Vocabulary, Abbreviations, and Symbols
Voice names are abbreviated in analysis and data entry as S (= Superius, and also Cantus), A (= Altus), T (= Tenor), B (= Bassus), Q (= Quinta Vox). When voice names are supplied by the editor in the score, square brackets are not used in abbreviations (so, [Superius] is entered simply as S). If there is more than one voice of a given type, they are numbered as in S1 (= Superius primus), S2 (= Superius secundus), and so on.
Pitch-goal is the octave or unison reached by the cantizans and tenorizans in a cadence. Pitch-goals are denoted by pitch class, as follows: A, B-flat, C, D, E, F, G. In the case of Phrygian Cadences in three voices, the pitch-goal is the note reached by the structural pair, not the note of the lowest voice. In Plagal Cadences, the pitch-goal is the lowest note of the last sonority. For Half Cadences, the inferred pitch-goal is given in round brackets.
Intervals of entries refer to the interval relative to the starting note of the previous entry, not the interval sounded when the second voice starts. Unison is represented by number 1 and the octave by number 8; a plus sign before the number signifies "upper"; a minus sign signifies "lower"; number 1 is preceded by an equals sign. Can be repeated as needed, with no separators. For instance: "+8=1-4" (= second voice starts one octave up the first note of the first voice; third voice enters with the same note as the first one of the second voice; fourth voice enters a 4th below the first note of the third voice).

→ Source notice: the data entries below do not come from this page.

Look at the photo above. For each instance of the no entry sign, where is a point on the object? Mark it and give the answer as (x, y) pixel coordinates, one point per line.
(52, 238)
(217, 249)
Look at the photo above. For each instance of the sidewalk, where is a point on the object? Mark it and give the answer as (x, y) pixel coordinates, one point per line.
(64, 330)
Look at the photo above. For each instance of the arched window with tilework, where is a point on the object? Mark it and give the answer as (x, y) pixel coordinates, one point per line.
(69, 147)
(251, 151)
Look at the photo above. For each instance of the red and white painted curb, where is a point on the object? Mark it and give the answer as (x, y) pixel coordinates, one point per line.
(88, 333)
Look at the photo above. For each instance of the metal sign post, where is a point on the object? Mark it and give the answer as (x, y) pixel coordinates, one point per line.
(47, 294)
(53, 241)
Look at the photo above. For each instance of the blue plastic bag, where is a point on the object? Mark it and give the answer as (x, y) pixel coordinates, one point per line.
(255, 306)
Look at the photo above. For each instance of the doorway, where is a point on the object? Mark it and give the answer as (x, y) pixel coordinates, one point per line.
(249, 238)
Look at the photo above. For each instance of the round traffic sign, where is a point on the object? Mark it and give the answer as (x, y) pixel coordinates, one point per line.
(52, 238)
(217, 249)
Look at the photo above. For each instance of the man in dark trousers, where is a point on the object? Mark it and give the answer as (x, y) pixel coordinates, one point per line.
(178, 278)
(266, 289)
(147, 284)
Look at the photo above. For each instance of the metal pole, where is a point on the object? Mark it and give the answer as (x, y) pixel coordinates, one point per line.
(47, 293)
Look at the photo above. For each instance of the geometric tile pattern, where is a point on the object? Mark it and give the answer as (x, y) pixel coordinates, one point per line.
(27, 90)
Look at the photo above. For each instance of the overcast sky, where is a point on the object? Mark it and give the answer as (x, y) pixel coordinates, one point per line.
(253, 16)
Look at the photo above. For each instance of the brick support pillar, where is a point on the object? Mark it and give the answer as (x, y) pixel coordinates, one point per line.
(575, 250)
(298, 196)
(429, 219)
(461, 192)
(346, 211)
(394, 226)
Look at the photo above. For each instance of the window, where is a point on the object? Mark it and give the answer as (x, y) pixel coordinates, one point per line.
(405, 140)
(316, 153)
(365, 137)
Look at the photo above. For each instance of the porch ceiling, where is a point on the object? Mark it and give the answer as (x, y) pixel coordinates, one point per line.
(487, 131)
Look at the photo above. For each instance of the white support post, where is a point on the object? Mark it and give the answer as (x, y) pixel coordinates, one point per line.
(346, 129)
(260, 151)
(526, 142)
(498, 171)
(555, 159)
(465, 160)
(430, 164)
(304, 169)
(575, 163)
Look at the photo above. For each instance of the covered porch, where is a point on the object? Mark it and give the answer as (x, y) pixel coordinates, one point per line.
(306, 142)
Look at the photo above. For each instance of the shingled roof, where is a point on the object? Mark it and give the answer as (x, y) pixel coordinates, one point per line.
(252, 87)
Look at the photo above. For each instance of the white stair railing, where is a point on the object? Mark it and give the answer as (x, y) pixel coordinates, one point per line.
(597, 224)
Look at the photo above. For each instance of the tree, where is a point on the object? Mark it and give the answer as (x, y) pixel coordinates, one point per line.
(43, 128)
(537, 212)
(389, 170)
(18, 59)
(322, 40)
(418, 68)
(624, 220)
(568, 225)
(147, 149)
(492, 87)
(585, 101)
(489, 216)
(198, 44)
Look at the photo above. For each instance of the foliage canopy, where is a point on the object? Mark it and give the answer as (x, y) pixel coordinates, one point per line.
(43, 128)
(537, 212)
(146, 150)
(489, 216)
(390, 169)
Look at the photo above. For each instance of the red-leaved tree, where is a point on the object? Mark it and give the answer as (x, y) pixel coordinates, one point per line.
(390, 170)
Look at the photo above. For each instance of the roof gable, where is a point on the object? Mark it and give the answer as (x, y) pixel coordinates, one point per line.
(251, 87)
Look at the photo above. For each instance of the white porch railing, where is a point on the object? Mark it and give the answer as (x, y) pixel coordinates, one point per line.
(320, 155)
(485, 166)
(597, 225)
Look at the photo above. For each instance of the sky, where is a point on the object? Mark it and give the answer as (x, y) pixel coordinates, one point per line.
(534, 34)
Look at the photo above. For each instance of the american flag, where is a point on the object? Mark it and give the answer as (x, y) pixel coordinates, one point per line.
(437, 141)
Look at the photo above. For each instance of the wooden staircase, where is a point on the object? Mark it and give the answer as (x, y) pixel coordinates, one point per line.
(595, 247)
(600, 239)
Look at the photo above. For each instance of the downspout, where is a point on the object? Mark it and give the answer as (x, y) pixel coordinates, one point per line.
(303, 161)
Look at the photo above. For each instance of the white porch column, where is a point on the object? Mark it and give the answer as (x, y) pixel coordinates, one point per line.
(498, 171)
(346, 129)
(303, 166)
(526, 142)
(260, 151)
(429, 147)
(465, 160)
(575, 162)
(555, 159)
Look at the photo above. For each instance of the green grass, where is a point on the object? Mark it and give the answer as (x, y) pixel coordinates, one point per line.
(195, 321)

Time intervals of entries (or sets, such as in duos) are specified in terms of a given mensural unit relative to the previous voice: L (= Longa), B (= Brevis), S (= Semibrevis), M (= Minima). Time unit (TU) is recorded first; then, the counting from first onset of the first voice (or pair), up to, but not including, onset of the next voice (or pair). Slashes are used between each count, such as: "B1/4/1"; (TU = Brevis; second voice starts one breve after the first voice; third voice starts four breves after the second voice; fourth voice starts one breve after the third voice).
Segmentation is both a constructional principle and an analytical process consisting in dividing a piece into segments. A segment is a textual unit usually associated with distinct and, most often, exclusive musical material. Segments are normally articulated through overlapping or juxtaposition. Segments usually conclude with a gesture of formal punctuation, that is to say with a cadence. In the case of overlapping articulation, the cadential point may not coincide with the exact end of the segment, the activity of each voice being progressively extinguished beneath the voices that open the next segment. Intermediate segments may, and often do, dispense with a cadence, or only hint at one. In these instances, the articulation is produced through the onset of a new textual unit coordinated with new musical material. Generally, each unit of text is repeated, in whole or in part, by some if not by all the voices involved. Textual repetition also helps in defining the limits of the segments and, as a rule, determines how a segment can be divided into subsegments, in which case the same general principles of articulation apply as just described.